The thrill of victory and the agony of defeat

Vinko Bogataj probably isn’t a name you recognize. But for millions of people, Vinko is the symbol of all who have tried to do something and failed spectacularly. In 1970 the young Yugoslavian competed in a ski flying event where he hurled out of control off the end of the ramp, tumbling and flipping wildly, and crashed through a retaining fence near a crowd of spectators. Although he only suffered a mild concussion and broken ankle, a crew from the ABC Wide World of Sports recorded the event and ended up using the clip for many years in the show’s opening along with the words, “and the agony of defeat.”

Mr. Bogataj returned to Slovenia, lived a quiet life, and eventually retired from sports. Unknown to him, the clip and the catchphrase had transformed him into an icon of bad luck and misfortune. He was completely surprised when he was asked to attend the 20th anniversary celebration for the Wide World of Sports. There he received a standing ovation and was asked for his autograph by the boxer Muhammed Ali.

Why is that? I think it’s because while many people spend their lives chasing the dream of the “thrill of victory,” many more of us are all too familiar with the “agony of defeat.” At some point in time, in some arena of life, we can all identify with heartache and loss.

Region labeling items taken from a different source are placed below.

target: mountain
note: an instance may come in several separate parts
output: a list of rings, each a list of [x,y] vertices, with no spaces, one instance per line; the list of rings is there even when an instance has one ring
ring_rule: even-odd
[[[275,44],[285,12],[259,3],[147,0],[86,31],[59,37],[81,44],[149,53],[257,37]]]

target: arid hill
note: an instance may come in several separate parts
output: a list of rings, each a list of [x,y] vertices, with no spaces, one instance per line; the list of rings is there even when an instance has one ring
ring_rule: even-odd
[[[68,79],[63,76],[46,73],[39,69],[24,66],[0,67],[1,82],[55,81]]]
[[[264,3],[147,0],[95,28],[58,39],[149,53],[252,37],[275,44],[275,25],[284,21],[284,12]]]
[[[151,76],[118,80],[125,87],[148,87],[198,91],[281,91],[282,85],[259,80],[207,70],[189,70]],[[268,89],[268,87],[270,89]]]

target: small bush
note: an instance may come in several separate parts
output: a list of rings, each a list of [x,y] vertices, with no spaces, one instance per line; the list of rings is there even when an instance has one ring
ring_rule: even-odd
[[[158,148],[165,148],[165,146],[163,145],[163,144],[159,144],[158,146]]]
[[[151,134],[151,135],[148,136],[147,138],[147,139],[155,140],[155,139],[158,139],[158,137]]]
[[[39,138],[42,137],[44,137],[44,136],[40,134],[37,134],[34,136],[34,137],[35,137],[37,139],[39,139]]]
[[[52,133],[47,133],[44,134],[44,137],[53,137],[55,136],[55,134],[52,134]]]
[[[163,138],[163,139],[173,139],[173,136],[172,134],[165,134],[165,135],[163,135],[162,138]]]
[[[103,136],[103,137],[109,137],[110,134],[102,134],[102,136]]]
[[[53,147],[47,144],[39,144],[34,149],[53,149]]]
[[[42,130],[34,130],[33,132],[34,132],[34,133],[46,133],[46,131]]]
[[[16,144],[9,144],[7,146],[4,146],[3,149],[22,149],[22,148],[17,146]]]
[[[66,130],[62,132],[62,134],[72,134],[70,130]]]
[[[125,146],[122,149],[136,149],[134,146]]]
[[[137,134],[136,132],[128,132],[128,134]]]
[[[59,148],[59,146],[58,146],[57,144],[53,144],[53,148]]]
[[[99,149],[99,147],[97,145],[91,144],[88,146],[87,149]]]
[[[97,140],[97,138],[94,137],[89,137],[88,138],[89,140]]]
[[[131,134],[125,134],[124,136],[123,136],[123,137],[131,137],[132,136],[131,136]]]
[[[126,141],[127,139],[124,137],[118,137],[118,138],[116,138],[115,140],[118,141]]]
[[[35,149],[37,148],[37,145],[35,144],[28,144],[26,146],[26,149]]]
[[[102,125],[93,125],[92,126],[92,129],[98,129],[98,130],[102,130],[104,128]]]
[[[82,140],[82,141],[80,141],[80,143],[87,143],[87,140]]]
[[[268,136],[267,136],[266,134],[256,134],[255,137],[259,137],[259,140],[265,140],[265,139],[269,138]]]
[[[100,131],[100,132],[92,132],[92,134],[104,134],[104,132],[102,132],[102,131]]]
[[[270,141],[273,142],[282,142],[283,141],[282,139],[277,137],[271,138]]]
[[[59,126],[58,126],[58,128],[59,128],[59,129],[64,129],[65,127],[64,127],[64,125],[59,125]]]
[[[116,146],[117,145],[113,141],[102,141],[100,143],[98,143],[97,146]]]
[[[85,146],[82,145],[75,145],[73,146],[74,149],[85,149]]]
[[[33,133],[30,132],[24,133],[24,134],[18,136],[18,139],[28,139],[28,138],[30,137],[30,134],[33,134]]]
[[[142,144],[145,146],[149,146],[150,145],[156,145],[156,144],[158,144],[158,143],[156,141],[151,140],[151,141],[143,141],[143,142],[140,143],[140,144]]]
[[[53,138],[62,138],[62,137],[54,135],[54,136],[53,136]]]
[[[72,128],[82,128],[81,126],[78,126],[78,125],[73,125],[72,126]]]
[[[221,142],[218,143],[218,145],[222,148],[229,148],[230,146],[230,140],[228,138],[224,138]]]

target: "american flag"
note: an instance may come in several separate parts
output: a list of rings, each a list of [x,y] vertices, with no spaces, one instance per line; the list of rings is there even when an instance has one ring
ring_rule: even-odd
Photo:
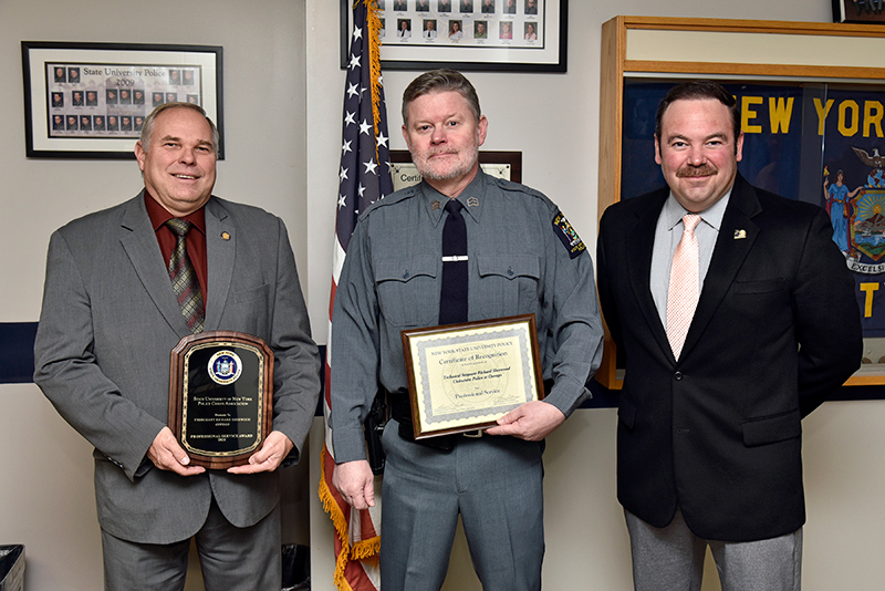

This Sunday we’ll look at some so-called “winners” and “losers” in the family of God. Hebrews 11:32 to 38 is one of the most powerful and disturbing passages in the Bible. As heartbreaking as it is to read and study this text, it’s essential we understand it. It will correct many of the misconceptions both Christians and non-Christians have about God and what a life of faith looks like.

If you plan to bring children into the service, I urge you to read this text ahead of time to determine whether you should. While it is full of glorious truth, it also contains graphic details that you need to know about ahead of time.